Naar inhoud springen

L-functie

Uit Wikipedia, de vrije encyclopedie
De Riemann-zèta-functie kan worden gezien als het archetype voor alle L-functies.[1]

In de analytische getaltheorie, een deelgebied van de wiskunde, is een L-functie een meromorfe functie op het complexe vlak, die is geassocieerd met één uit een aantal verschillende categorieën van wiskundige objecten. Een L-reeks is een machtreeks, die meestal convergent op het halfvlak is, en die via analytische voortzetting aanleiding geeft tot een L-functie.

De theorie van L-functies is uitgegroeid tot een wezenlijk, maar nog steeds grotendeels onbewezen onderdeel van de hedendaagse analytische getaltheorie. L-functies betreffen constructies van brede veralgemeningen van de Riemann-zèta-functie en van L-reeksen voor een Dirichlet-karakter. Hun algemene eigenschappen, in de meeste gevallen nog steeds buiten het bereik van het wiskundig bewijs, worden op een systematische manier uiteengezet.

Er wordt een onderscheid gemaakt tussen de L-reeks, een representatie van een oneindige reeks (bijvoorbeeld de Dirichlet-reeks voor de Riemann-zèta-functie), en de L-functie, de functie in het complexe vlak die gelijk is aan haar analytische voortzetting. De algemene constructies beginnen met een L-reeks die wordt gedefinieerd als een Dirichlet-reeks, en vervolgens door een uitbreiding als een Euler-product geïndexeerd door priemgetallen. Schattingen zijn noodzakelijk om te bewijzen dat dit in enig rechter halfvlak van de complexe getallen convergeert. Dan vraagt men zich af of de aldus gedefinieerde functie analytisch kan worden voortgezet naar de rest van het complexe vlak (misschien met enige polen).

Het is deze (nog speculatieve) meromorfe continuering naar het complexe vlak, die men een L-functie noemt. In de klassieke gevallen weet men al dat er op punten waar de representatie van de L-reeks niet convergeert nuttige informatie is opgeslagen in de waarden en het gedrag van de L-functie. De algemene term L-functie omvat hier vele bekende typen van zèta-functies. De Selberg-klasse is een poging om de kerneigenschappen van L-functies in een verzameling van axioma's te vangen, met als doel de studie van de eigenschappen van de Selberg-klasse te stimuleren in plaats van die van afzonderlijke functies.

Vermoedelijke informatie

[bewerken | brontekst bewerken]

Men kan karakteristieken van bekende voorbeelden van L-functies opnoemen, waarvan men zou willen dat deze veralgemeend zouden worden:

Gedetailleerd werk heeft geresulteerd in een grote hoeveelheid plausibele vermoedens, bijvoorbeeld over het exacte type van de functionaalvergelijking die van toepassing moet zijn. Aangezien de Riemann-zèta-functie door middel van haar waarden op positieve even gehele getallen (en negatieve oneven getallen) een verbinding legt naar de Bernoulli-getallen, zoekt men naar een geschikte veralgemening van dat fenomeen. In dit geval heeft men resultaten verkregen p-adische-L-functies, die bepaalde Galois-modulen beschrijven.

De statistieken van de nulverdelingen zijn van belang, vanwege hun verbinding met problemen zoals de veralgemeende Riemann-hypothese, de verdeling van priemgetallen, enz. De verbindingen met toevalsmatrixtheorie en de quantumchaos zijn ook van belang.
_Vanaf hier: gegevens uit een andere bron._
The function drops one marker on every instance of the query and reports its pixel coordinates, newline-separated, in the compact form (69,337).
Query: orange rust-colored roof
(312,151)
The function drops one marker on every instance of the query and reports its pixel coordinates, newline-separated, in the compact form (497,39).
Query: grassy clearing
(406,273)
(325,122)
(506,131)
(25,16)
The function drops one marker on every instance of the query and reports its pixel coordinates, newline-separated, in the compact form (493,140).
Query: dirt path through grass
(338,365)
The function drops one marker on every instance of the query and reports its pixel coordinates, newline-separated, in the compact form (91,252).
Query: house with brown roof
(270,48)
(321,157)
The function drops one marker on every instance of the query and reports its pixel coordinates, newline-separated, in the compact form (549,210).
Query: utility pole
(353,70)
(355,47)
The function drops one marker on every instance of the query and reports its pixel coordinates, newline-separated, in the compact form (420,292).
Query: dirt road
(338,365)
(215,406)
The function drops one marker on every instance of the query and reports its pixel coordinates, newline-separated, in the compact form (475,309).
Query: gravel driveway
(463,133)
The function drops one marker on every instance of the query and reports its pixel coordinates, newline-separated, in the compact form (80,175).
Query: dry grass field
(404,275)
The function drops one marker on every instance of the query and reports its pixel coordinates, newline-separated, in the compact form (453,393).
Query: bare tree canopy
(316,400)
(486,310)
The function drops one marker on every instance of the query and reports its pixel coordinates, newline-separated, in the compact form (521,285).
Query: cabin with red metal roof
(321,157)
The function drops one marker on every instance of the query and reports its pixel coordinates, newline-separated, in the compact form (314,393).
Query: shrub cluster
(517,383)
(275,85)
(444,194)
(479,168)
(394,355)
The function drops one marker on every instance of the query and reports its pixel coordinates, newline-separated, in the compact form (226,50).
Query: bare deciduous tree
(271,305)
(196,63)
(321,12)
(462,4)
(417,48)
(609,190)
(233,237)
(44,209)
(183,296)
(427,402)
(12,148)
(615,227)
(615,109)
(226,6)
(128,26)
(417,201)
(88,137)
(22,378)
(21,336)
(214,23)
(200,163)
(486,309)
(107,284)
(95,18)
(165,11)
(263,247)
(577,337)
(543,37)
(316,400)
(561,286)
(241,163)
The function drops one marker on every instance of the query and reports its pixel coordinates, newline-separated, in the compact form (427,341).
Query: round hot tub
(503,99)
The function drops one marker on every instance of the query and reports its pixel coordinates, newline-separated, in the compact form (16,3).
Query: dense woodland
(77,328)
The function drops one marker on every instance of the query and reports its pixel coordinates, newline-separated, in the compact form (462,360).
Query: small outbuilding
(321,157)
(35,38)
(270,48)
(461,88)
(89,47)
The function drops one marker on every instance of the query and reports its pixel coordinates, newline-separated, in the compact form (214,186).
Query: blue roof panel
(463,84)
De fractale structuur van de verdelingen is bestudeerd met behulp van "herschaalde reikwijdte-analyse".[2] De zelfgelijkenis van de nuldistributie is zeer opmerkelijk, en wordt gekenmerkt door een grote fractale dimensie van 1,9. Deze vrij grote fractale dimensie wordt gevonden over nulpunten die voor de Riemann-zèta-functie ten minste vijftien orden van grootte afdekken, en ook voor de nulpunten van andere L-functies van verschillende orden en conductors.

Vermoeden van Birch en Swinnerton-Dyer

[bewerken | brontekst bewerken]
Zie vermoeden van Birch en Swinnerton-Dyer voor het hoofdartikel over dit onderwerp.

Een van de invloedrijke voorbeelden, zowel voor de geschiedenis van de meer algemene L-functies als ook voor een nog open onderzoeksgebied is het vermoeden dat door Bryan Birch en Peter Swinnerton-Dyer in de vroege jaren zestig van de twintigste eeuw werd geformuleerd. Het vermoeden van Birch en Swinnerton-Dyerheeft heeft betrekking op een elliptische kromme E, en het probleem dat het vermoeden probeert op te lossen is de voorspelling van de rang van de elliptische kromme over de rationale getallen (of een andere globaal veld): dat wil zeggen het aantal vrije generatoren van haar groep van rationale punten. Veel eerder werk op dit gebied werd op zeker moment verenigd rondom een betere kennis van L-functies. Dit was het begin van de ontluikende theorie van de L-functies.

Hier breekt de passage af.